The claims were incurred in 2005 and the law suit has been moving through the court system for a number of years. The case had not been finally resolved by 2011 when the Amara case was decided. The employee added claims for relief based on the Supreme Court decision and the Seventh Circuit allowed those claims to proceed. The court concluded that it may be possible for the employee to prove that the health plan had violated a fiduciary duty to give true and accurate information about plan coverage. It appeared that the only advice the plan gave to participants who had questions was to contact the call center. The summary plan description did not say that participants should not rely on call center information nor did the summary plan description give any indication regarding how to receive a definitive answer to a coverage question.

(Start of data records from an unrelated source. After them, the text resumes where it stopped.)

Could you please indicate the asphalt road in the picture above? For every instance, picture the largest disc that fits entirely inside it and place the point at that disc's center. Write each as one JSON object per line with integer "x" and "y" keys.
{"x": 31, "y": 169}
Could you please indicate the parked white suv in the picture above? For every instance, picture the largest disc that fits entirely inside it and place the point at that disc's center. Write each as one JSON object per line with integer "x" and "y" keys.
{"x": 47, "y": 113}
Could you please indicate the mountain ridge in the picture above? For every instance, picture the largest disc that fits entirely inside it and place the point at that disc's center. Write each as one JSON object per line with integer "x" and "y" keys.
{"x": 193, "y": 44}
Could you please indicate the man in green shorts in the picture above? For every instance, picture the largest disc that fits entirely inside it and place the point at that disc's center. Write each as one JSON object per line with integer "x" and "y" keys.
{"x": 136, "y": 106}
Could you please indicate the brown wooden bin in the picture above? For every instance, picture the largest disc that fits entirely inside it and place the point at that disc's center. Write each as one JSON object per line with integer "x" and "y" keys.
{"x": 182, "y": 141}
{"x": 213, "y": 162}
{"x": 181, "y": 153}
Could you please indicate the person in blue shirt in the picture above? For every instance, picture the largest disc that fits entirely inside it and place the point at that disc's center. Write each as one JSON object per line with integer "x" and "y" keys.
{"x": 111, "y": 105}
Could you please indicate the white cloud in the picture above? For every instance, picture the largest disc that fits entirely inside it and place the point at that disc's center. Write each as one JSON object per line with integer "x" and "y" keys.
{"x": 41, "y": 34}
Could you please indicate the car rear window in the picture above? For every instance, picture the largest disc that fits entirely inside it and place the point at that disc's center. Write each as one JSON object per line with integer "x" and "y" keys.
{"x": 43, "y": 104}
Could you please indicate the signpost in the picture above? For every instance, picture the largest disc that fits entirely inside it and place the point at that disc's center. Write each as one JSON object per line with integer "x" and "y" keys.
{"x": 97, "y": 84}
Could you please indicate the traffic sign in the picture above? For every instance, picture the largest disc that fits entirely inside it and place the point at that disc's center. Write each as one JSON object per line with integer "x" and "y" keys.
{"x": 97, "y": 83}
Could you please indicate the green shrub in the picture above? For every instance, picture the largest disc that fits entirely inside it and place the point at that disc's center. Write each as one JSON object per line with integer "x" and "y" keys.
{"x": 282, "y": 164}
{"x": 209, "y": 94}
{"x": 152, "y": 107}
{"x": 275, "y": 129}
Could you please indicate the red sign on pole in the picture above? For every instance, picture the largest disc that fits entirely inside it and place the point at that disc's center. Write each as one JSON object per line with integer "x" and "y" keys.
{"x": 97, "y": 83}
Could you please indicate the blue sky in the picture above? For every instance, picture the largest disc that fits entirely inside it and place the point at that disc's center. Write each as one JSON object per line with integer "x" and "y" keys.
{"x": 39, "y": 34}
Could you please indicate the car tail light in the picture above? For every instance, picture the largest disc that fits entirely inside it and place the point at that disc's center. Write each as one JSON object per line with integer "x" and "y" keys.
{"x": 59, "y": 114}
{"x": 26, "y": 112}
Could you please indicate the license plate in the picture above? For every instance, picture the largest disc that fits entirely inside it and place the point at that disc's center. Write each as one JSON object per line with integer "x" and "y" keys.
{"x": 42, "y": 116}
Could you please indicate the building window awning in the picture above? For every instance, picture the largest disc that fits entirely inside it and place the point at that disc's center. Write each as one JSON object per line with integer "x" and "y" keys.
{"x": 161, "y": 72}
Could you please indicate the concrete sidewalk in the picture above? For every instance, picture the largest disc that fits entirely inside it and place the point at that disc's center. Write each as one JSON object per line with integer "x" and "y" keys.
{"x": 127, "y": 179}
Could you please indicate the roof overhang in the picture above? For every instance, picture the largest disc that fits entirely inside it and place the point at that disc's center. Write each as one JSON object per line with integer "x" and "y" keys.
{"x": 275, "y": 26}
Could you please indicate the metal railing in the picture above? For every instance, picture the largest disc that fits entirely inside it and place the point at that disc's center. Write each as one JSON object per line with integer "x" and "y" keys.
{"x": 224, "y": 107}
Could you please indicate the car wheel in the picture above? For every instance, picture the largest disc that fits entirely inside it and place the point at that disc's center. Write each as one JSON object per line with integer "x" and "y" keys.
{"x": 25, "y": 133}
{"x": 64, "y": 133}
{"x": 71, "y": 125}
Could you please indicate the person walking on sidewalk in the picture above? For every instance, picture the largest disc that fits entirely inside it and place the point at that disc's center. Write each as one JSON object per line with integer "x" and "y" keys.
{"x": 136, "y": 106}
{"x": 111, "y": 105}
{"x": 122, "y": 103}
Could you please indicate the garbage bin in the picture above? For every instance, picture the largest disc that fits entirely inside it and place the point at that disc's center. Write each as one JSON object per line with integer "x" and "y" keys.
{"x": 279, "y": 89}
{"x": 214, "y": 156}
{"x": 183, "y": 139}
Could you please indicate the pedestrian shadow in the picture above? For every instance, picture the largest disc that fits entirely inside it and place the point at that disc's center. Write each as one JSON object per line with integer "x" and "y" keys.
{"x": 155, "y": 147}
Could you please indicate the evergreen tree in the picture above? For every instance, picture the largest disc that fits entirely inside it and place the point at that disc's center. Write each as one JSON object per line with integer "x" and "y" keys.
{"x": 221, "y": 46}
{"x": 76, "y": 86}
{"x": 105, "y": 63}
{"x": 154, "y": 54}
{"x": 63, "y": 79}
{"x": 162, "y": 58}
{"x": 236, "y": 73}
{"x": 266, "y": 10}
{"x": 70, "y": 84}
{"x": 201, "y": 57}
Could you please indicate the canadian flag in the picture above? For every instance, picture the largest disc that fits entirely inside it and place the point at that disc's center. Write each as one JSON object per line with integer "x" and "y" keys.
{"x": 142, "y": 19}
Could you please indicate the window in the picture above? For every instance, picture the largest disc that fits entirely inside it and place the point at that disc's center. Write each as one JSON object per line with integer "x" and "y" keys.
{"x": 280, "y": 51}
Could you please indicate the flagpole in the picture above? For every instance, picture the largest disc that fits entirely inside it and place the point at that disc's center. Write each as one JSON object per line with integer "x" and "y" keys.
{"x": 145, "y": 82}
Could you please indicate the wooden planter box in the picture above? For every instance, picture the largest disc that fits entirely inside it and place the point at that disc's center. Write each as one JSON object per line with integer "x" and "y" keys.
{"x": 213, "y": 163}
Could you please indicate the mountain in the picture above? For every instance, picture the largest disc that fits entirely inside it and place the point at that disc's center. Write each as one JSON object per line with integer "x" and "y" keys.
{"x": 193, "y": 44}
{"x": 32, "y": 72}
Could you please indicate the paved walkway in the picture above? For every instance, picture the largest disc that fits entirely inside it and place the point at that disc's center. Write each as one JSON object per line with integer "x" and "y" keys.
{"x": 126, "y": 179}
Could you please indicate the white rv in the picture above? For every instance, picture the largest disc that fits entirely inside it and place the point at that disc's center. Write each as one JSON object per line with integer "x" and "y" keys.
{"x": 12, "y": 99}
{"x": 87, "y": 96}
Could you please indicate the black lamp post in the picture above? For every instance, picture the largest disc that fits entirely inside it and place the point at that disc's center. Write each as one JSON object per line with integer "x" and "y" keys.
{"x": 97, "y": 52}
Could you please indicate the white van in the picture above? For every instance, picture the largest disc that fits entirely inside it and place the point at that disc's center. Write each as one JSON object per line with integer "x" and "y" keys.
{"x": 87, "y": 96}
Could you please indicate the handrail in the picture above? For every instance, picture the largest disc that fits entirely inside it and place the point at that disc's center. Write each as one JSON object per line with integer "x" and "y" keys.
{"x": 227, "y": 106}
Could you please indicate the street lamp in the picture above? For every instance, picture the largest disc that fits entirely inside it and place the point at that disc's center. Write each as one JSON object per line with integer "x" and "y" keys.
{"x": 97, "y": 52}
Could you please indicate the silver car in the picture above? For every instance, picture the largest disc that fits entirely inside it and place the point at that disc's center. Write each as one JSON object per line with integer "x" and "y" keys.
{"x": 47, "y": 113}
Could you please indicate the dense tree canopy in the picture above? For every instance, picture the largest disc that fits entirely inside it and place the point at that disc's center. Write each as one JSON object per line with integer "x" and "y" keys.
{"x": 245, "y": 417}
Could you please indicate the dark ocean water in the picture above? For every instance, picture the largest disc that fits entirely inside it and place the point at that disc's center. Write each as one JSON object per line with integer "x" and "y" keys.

The district court had granted summary judgment to the health plan. The Seventh Circuit reversed that decision and remanded the case to the district court for a trial to develop the facts further as to whether the health plan breached a fiduciary duty and whether that breach harmed the participant. The trial would also address the damages issue.

Among other arguments, the health plan contended that the employee would have chosen to have the procedure done in any case and so was not harmed by the fact that the plan did not pay for it. The employee, of course, claimed that she would not have undergone the procedure but would have continued with other alternatives that helped alleviate her symptoms although not as effectively. The court noted that the cost to her of the procedure without plan coverage was $77,000 while if it had been covered by the plan, with the discounts available for in-network plan providers, the cost would have been $35,000. According to the court, if the employee had known that the plan would not cover the procedure she at least could have negotiated a reduced rate if she had decided to proceed without coverage.

Like the case in my recent blog post, this case too will be worth watching. If the law develops to allow plan participants to be paid damages for improper coverage determinations, such mistakes may become more costly for plan sponsors.  Sponsors and insurance carriers must take care in making and communicating coverage decisions.

Over the years there have been a number of cases that have involved employers improperly enrolling employees in group life or disability insurance benefits. If the employee who should not have been enrolled dies or becomes disabled, the insurance carrier will deny coverage on the grounds that the employee should never have been enrolled. These enrollment problems often arise when an employee is not at work at the time that a new insurance policy is supposed to become effective since typically employees must be actively at work to become covered under the new policies. If the policy is life insurance and the employee dies, the beneficiaries are understandably upset when the carrier denies coverage. The employee has been paying premiums on the policy and in many cases the family has relied on the coverage in the event of the employee’s death. However, in many situations, courts have held that ERISA’s requirement that claims for relief be equitable in nature prevent the family from recovering money damages (the unpaid coverage amount) for the enrollment error.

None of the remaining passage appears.